O lítio é classificado pelo governo brasileiro como um metal crítico, essencial para a transição energética e estratégico para o futuro da economia verde. Por isso, o estado de Minas Gerais lançou em 2023 o programa Vale do Lítio, que busca atrair investimentos e ampliar a cadeia produtiva do mineral. O programa já soma cerca de R$ 6,3 bilhões em investimentos e promete gerar quase 5 mil empregos diretos, além de aumentar a arrecadação de impostos municipais e estaduais.
Empresas multinacionais como a canadense Sigma Lithium, responsável pelo Projeto Grota do Cirilo em Itinga, e a holandesa AMG Critical Materials, em Nazareno, lideram a exploração na região. O método utilizado é de mineração a céu aberto, considerado mais agressivo para o solo e o ecossistema. Apesar do impacto econômico positivo, moradores afirmam que os prejuízos ambientais e sociais têm pesado mais. A poeira das explosões e o aumento no trânsito de caminhões dificultam a vida cotidiana, e há relatos de contaminação da água e desaparecimento de nascentes.
O governo de Minas Gerais afirma que acompanha as operações e busca minimizar os impactos, oferecendo cursos técnicos e programas de capacitação para moradores locais. No entanto, organizações ambientais e o Ministério Público Federal cobram maior transparência e a realização de consultas prévias às comunidades afetadas, como prevê a Convenção 169 da OIT, da qual o Brasil é signatário.

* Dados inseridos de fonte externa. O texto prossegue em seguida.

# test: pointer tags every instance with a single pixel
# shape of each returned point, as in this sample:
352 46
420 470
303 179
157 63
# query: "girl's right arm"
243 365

Especialistas alertam que, embora o lítio seja um elemento-chave da transição energética, a exploração precisa seguir princípios de sustentabilidade e justiça social. O desafio do chamado “Vale do Lítio” é garantir que o desenvolvimento econômico não repita os erros de outros ciclos extrativistas brasileiros — em que a riqueza sai do território, mas os impactos ficam com quem vive nele.